二人の推測
青柳さんが帰ってから、いつものベンチでムタと合流した。
「ムタ!聞いてたかもしれないけど、収穫があった。青柳さんも、十六年前の銀行強盗事件の捜査を担当していたらしい。送検中、青柳さんが持っていた拳銃を犯人が奪い取って、自殺したんだって。何かで調べたときは、「犯人が所持していた拳銃で自殺」と書いてあった気がしたんだけど……」
「なるほど。表向きは、犯人が所持していたことにして、実際は青柳の拳銃だったってわけか。

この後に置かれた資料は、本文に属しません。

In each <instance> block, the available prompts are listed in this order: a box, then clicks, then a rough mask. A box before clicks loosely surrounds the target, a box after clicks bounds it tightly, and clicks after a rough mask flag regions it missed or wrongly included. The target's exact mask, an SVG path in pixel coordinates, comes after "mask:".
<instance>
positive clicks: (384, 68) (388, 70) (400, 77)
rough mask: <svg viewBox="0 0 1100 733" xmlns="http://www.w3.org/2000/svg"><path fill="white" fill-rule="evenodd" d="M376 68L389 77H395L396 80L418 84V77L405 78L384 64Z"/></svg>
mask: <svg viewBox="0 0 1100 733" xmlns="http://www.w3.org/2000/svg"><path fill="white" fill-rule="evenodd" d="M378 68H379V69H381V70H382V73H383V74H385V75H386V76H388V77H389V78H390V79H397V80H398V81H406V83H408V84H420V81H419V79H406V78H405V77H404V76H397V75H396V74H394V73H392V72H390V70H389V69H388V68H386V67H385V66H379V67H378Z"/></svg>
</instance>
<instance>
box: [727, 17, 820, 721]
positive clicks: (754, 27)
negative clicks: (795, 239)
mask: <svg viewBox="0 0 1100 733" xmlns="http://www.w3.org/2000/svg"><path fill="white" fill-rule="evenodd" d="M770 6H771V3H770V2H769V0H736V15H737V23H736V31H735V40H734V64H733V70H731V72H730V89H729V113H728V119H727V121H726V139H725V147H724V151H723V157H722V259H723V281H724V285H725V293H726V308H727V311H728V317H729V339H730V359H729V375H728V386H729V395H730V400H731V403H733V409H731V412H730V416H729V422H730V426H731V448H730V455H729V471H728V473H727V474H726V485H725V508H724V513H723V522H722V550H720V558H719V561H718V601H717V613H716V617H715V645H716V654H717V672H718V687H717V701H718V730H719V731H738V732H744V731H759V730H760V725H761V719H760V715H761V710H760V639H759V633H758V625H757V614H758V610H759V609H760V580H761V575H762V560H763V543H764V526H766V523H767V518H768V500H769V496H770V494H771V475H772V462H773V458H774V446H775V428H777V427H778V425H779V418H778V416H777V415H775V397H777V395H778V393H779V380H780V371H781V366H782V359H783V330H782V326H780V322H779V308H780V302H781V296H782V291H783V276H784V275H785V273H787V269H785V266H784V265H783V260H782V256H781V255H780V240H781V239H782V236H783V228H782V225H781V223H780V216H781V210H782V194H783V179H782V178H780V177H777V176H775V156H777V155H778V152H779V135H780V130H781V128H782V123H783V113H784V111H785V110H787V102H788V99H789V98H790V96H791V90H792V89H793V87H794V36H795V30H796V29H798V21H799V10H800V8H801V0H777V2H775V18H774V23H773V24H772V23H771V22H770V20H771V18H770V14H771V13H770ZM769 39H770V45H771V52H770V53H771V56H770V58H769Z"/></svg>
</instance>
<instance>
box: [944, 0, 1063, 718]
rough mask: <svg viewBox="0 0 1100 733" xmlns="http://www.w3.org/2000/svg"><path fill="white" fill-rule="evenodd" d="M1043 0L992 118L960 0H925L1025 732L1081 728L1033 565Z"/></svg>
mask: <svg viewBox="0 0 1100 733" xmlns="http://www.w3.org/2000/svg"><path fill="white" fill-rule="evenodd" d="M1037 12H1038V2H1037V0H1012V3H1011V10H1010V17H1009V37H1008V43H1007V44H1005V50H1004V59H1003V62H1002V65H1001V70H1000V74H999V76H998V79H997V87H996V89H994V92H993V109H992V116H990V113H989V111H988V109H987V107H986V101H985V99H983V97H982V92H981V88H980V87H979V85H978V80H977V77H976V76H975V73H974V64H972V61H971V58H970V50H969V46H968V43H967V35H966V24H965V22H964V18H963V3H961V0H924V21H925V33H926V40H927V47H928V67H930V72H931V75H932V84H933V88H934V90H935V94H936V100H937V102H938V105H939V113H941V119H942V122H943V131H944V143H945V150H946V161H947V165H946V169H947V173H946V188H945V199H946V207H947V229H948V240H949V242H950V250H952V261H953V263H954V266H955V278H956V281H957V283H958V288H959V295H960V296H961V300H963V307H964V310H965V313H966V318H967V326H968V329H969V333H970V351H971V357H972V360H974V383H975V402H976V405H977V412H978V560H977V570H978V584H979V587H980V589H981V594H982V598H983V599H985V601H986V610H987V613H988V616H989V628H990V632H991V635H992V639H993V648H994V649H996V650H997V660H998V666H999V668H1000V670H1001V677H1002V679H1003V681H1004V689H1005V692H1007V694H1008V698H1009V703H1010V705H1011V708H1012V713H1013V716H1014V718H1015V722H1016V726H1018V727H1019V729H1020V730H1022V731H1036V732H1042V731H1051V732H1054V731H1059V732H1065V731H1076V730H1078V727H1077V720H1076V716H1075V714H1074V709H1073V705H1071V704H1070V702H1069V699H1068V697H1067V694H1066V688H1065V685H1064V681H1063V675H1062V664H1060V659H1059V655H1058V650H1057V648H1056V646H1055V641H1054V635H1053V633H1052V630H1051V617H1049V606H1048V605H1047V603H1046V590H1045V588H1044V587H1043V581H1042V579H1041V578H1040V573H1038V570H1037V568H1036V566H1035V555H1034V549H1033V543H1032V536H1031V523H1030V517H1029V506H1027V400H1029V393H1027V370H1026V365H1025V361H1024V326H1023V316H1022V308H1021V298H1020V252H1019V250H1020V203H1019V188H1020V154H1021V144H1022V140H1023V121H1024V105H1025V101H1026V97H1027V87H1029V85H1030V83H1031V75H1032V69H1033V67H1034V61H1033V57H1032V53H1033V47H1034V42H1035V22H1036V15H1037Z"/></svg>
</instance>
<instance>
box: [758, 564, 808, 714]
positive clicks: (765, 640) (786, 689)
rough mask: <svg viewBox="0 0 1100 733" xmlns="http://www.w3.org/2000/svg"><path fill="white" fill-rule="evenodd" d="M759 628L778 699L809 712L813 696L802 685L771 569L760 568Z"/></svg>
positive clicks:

なぜ、そんなことをしたんだ?みんなのヒーローとあろうものが……」
「そんな、偽装みたいなことってできんの?」
「やろうと思えば、できる。ただ、俺だったら、そんなことは許さないがな。」
ムタは怒っているように見えた。
「ムタの方はどうだ?施設長に何かもらってなかったか?」
俺は一旦、話を逸らした。
「ああ、そうだった。何か妙なことを言っていたぞ。最初はいつも通りだったんだがな、俺の飯を持ってきたときはちょっと機嫌が悪かったみたいだ。全て、あの男のせいだ……とか何とか言っていたな。」
――あの男のせい……?
「青柳さんと会った後か……?やっぱり、あの二人には何かあるんだ……」
今まではぼんやりと、そんな気がする程度だったが、ムタの情報でほぼ確信に変わった。
「そうだな。施設長と青柳の関係は、もう少し調べる必要がありそうだ。」
俺とムタは合意した。
「っと、施設長のことでもう一つ。二件の殺人事件の被害者宅で見つかった謎の暗号、あるだろ?今日、青柳さんが落としちゃってさ。それをたまたま拾い上げた施設長が言ったんだ。「ガブリエル」って。そのあと、見間違えたって言って、去っていったけど。」
「ガブリエル……?あの、大天使の?」
「そう。施設長はあの暗号に心当たりがあるのかもしれない。と俺は睨んでいる。」
「なるほど。じゃあ、そっちはお前に任せることにしよう。」
「わかった。話してくれるかわからないけど、聞いてみようと思う。」
疑いたくはないけれど、十六年前に起こったことについて、施設長は何かを隠している。
俺はそんな気がした。
「それと青柳さんは、大山さんのマンションの下にいた人物について、警察に見つかる前に大山さんの備忘録を処分したかったんじゃないかって推測してるらしい。二十年前から、備忘録を残し続けていると大山さんがテレビで言っていたらしいし、その理由もわかるんだけど、なーんかしっくり来ないんだよな。ムタはどう思う?」
「俺はあの時、お前のリュックの中で死にそうになっていたからな。よくわからん。」
「それもそうか……」
「その人物ってのは、例の女で間違いないのか?」
「……いや、それが、追い詰めた先が港だったから、辺り一面真っ暗だし、車のヘッドライトの灯りしかなくて、女性か男性かもわからなかったんだ。そのあとすぐに撃たれたし……顔を見る余裕もなかったよ。」
「ふむ……それが、十六年前の犯人なのであれば、何が書いてあるかわからない備忘録の存在は怖いはずだ。その推測は間違っていない気がする。ただ、十六年前の犯人は、まだ二人存在している。その二人が共犯である可能性もあるかもしれない。気を付けろ。」
ムタは俺に忠告をした。
確かに、第二の事件が起こってからは暫く何も起こっていない。
何もないことに越したことはないが、このまま終わることはない気がしていた。
何故そう思うのかは、俺自身にもわからない。
大山さんの備忘録に書かれていた、銀行強盗事件の首謀者についても、まだ謎だらけだ。
唯一分かっているのは、「男」であるということ。
後藤さんと大山さんの二件の殺人事件を実行したのは、例の女性で間違いないだろう。
だが、ムタの言う通り、その女性の裏に共犯者が潜んでいる可能性がある。
――その二人がもし、共犯であったとしても、目的が五千万円を独り占めすることならば、きっともう一人、被害者がでるはずだ。
俺とムタは、そう推測していた。